Duke students talk about it informally all the time, but at the Career Center it has a special name. William Wright-Swadel, Fannie Mitchell executive director of career services, and his staff call it “The Big Four”—lawyer, doctor, consultant and banker—the small set of careers that Duke students seem to deem acceptable.
A whopping 24.6 percent of 2011 graduates from Duke pursued finance. Subtract similarly high numbers of pre-med, pre-law and, increasingly, pre-consulting students from the overall Duke student body, and there are not many students left.
The Big Four phenomenon is odd when you consider the overwhelming array of interests, passions and talents exhibited by Duke students. Why would a collection of individuals seem so diverse upon entering a university, but mostly funnel into only four narrow careers upon exiting?
We must examine both sides of the job search process: the desires of the individual student and the options presented to him or her.

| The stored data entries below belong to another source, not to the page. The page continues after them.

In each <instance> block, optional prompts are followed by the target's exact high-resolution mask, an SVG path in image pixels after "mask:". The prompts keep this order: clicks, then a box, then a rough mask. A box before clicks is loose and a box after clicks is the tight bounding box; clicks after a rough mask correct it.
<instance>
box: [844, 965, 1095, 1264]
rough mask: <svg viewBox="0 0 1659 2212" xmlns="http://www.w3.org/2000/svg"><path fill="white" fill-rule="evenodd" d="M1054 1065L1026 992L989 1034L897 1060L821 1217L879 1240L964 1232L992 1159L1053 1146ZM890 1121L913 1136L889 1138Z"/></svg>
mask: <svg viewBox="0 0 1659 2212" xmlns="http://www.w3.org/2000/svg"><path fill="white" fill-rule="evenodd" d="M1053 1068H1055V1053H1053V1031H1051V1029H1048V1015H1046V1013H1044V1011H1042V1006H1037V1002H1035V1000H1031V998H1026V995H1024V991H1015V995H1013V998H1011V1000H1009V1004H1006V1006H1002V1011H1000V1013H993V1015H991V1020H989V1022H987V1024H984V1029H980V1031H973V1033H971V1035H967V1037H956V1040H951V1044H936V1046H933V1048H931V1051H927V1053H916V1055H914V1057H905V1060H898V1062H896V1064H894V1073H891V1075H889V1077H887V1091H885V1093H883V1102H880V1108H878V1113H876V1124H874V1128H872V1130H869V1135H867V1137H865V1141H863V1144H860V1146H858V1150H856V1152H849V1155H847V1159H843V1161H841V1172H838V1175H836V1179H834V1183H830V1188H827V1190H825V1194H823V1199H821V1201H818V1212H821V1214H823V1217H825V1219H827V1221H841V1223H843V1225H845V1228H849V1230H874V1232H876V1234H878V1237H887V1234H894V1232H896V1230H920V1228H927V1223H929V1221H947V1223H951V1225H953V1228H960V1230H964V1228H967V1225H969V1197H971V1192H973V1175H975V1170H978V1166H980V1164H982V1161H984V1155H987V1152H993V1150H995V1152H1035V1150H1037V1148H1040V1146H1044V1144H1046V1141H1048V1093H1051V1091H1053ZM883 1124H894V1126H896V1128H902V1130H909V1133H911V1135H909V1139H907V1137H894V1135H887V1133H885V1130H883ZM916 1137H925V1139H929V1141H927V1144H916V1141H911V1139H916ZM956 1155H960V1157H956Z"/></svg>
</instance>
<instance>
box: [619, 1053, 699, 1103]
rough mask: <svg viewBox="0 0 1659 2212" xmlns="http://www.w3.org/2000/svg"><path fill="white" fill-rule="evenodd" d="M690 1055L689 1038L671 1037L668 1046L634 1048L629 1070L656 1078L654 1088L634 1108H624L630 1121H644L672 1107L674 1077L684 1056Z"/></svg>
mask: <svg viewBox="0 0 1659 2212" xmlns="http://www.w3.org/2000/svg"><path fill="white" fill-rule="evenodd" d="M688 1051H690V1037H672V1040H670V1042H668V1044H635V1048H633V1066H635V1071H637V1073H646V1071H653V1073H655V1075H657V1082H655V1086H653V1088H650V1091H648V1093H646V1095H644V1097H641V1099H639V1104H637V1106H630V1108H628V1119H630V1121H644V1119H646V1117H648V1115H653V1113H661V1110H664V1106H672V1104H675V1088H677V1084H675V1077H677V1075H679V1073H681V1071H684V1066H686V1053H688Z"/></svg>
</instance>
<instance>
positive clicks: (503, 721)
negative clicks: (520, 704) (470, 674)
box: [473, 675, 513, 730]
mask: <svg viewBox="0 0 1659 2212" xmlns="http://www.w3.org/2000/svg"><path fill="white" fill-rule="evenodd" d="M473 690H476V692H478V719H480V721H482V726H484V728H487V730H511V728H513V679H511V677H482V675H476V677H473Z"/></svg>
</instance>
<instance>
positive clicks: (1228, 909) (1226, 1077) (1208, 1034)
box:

First, on the student side, the issue of prestige weighs heavily on our minds. As Wright-Swadel puts it, Duke students never met a contest they did not like. In other words, Duke students are inevitably attracted to jobs that, for whatever reason, are also attractive to other people. “Duke students will enter a competition for a prize they don’t even want,” Wright-Swadel says. It is hard to walk away from the prizes awaiting students at the end of these arduous contests—for example, the long and intense interview process of management consulting, which is occurring this month. The combination of prestige and the “sunk cost” of having already competed for these jobs draws students away from careers not encompassed by the Big Four.
Second, students looks to the Career Center’s career fairs for possible job opportunities, but these career fairs give a limited and distorted impression of the diversity of jobs that exist in the real world. This is the result of a coordination problem. Given the Big Four phenomenon, many non-Big Four employers cannot successfully recruit Duke students. Take an engineering firm, for example, who might consider on-campus recruiting worthwhile for 40 or so graduating mechanical engineers—except half of them have defected to pursue finance and consulting. The remaining 20 mechanical engineers are not worth the company’s time and money to recruit. It is a vicious cycle: The Big Four phenomenon wards off alternative employers—engineering firms, advertising agencies, retail companies and other promising places to launch one’s professional life—from career fairs, which then fools students to thinking these alternative career paths do not even exist.
How does a Duke student navigate the Big Four phenomenon? First, understand that career fairs cannot be your only paradigm to gauge the job landscape, which is large, diverse and constantly evolving. Second, do not let prestige, money or the thrill of winning accolades—none of which are shameful desires—prevent you from choosing an interesting career that encourages you to grow and arcs toward the life you want to lead decades from now. Third, be reflective about your educational and professional goals throughout college, not just in your last year. This last suggestion will be the focus of Thursday’s editorial.